A common reason for a poor fit is a mismatch between your model and the experimental data you have provided. The source of this mismatch may be either the model or the data. Check basic items such as:
- you have entered the correct data for each set of scenario inputs / experiments and have not mixed up your scenarios and data
- your data make sense in the context of the scenario inputs; e.g. the data do not indicate 1 kg of filtrate when there was only 10 g of mother liquor (or vice versa)
- your model contains the correct types of phases and rates to describe your system (e.g. liquids, solids, feed, mass transfer, etc).
Beyond these basic aspects, the quality of your fit can be assessed in many ways. Two of the most common and useful are:
Visual inspection: The default Data versus Model view in Fitting will help your eye to judge whether there is good correspondence between model and reality. Even better, running the model with the updated parameter values in Simulator gives a good indication of the quality of the fit (i.e. do the lines go near/ through the datapoints). This is an important first check of the fit, and shows any obvious problems (e.g. flat profiles of species etc., which can occur at a local or 'false' minimum).

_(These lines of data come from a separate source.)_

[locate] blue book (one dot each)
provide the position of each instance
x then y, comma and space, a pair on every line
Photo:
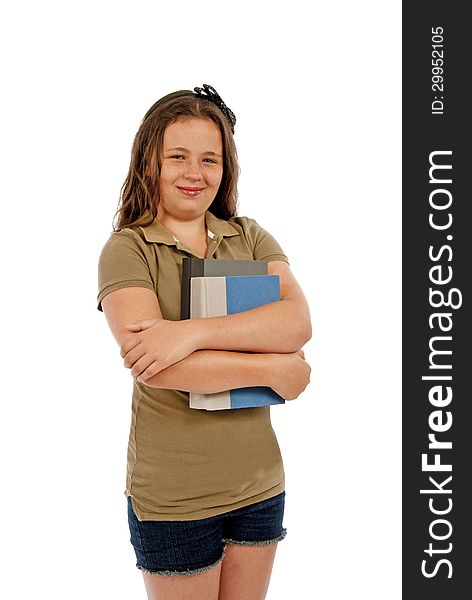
219, 296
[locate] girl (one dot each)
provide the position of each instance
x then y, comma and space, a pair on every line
205, 489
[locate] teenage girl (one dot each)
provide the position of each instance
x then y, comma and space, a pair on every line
205, 489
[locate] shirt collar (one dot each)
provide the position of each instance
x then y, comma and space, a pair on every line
156, 232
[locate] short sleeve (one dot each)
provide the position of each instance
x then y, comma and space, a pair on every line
265, 246
124, 262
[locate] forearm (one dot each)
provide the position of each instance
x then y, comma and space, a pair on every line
281, 326
212, 371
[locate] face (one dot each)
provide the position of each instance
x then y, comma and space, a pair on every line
192, 168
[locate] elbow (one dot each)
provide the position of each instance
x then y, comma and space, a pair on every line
301, 335
305, 333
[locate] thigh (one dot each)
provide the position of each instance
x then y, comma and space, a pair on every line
176, 547
204, 586
258, 524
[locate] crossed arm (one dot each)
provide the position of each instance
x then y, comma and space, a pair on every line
210, 355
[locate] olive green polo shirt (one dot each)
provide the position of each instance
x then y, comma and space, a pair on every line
183, 463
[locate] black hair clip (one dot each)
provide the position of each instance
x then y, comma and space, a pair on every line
209, 93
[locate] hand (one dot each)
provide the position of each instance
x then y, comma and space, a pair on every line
290, 374
154, 345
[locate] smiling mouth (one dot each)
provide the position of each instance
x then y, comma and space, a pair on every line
190, 191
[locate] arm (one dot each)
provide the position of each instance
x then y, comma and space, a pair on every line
278, 327
211, 371
205, 371
283, 326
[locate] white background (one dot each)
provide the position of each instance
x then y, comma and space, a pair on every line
316, 90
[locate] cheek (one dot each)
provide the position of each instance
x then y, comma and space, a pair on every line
216, 178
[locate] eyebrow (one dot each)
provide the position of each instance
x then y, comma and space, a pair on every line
181, 149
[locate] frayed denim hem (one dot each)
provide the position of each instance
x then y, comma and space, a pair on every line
258, 543
183, 573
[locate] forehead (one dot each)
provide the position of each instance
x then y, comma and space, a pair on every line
194, 134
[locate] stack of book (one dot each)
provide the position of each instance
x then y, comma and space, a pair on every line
213, 288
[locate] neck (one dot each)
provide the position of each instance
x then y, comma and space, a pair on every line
184, 229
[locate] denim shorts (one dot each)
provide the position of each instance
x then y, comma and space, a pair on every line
190, 547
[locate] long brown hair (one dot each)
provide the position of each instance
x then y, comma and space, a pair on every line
139, 195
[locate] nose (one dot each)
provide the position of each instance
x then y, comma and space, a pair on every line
192, 170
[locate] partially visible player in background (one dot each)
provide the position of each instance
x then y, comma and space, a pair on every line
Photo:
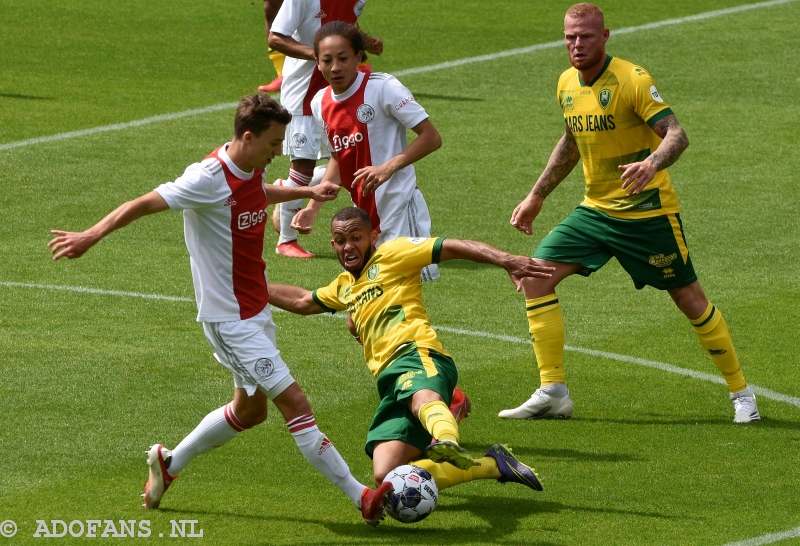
381, 290
292, 33
365, 117
271, 8
224, 202
627, 136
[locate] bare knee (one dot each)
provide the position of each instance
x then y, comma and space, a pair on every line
250, 410
690, 299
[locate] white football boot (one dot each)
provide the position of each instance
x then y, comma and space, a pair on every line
744, 402
548, 402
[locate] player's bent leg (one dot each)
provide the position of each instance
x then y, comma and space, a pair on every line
712, 331
546, 327
300, 174
320, 452
389, 454
216, 429
460, 406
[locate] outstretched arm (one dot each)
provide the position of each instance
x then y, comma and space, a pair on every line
324, 191
290, 47
74, 245
305, 217
294, 299
518, 267
635, 176
428, 140
563, 159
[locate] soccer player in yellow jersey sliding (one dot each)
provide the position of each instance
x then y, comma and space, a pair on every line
382, 292
627, 136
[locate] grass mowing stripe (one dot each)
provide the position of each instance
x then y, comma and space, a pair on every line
400, 73
560, 43
663, 366
768, 539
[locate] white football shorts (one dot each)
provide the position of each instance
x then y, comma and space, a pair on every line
247, 348
304, 140
413, 221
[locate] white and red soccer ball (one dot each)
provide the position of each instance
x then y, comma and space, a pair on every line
415, 493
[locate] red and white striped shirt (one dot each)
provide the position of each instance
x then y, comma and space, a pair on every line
224, 215
301, 19
366, 125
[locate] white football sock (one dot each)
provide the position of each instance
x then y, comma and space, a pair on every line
321, 453
217, 428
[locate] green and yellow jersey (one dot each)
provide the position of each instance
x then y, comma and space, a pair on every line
611, 119
385, 302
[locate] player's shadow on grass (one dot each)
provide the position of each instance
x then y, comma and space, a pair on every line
23, 97
451, 98
670, 420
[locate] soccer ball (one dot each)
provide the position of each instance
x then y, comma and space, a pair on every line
415, 494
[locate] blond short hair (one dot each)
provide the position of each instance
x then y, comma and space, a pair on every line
585, 10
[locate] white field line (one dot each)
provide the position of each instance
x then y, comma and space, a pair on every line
662, 366
399, 73
768, 539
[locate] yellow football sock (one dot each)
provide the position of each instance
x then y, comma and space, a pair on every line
277, 59
436, 418
712, 331
447, 475
546, 325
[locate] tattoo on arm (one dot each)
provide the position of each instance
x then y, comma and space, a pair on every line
563, 159
674, 143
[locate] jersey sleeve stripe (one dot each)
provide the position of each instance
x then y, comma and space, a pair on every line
318, 302
661, 115
437, 250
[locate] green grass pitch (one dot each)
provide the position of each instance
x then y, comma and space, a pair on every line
89, 379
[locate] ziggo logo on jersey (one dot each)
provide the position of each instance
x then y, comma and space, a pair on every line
342, 143
251, 219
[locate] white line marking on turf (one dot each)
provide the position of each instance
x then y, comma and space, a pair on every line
119, 126
399, 73
96, 291
768, 539
663, 366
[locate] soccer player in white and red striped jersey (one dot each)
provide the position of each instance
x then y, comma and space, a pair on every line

Review the Fitting results tab and Fitting Report: Even if the fit looks good visually, it is advisable to check the numbers in the Fitting results display and the Fitting Report. In particular:
Check for large confidence intervals on parameters. This means a wide range of parameter values can fit the data reasonably well and there is no 'sharp minimum'. Large confidence intervals can imply:
- Too many parameters are being fitted (many combinations of parameter values give an equally good fit). If this is the case, some values in the correlation matrix will probably be near 1 (or near -1). The correlation matrix will indicate which pairs of parameters are correlated, and it may help to introduce different parameters to be fitted (e.g. try creating a new parameter that is the ratio of two correlated parameters).
- Problems with the data (e.g. several outliers are distorting the fit). The confidence intervals are based on the assumption that the residuals are normally distributed. If this is not the case, e.g. if several outlier data points are included), the confidence intervals will be inaccurate (too wide). Identify possible outlier points, de-select the outliers and re-fit.
- Incomplete reaction mechanism or process description. If the reaction scheme (or other rate processes you have included) does not adequately describe the data (e.g. trying to fit a first order reaction when the actual reaction is second order), it is possible that significant mechanisms or phenomena have been left out of the model or lumped together. This can often be seen by viewing the residuals (using the data analysis functions) in Simulator. If the residuals show a systematic trend (i.e. not randomly spread around the time axis) then it is likely that the parameter list (e.g. reaction mechanism, or other set of rate processes on the Process sheet) is incomplete.
Check the user-defined or assumed errors on the individual datapoints, as reported in the fitting report. Compare these to the measured values of responses and judge whether they are reasonable.
- If you have supplied the errors, are they too large or too small? Should they be relative or absolute? Each of these possibilities affects the calculation of chi-squared and the reported Goodness of Fit statistic.
- If you have used Weighted or Unweighted SSQ, the error values give a rough indication of the likely predictive accuracy of your model. Is this level of accuracy tight enough?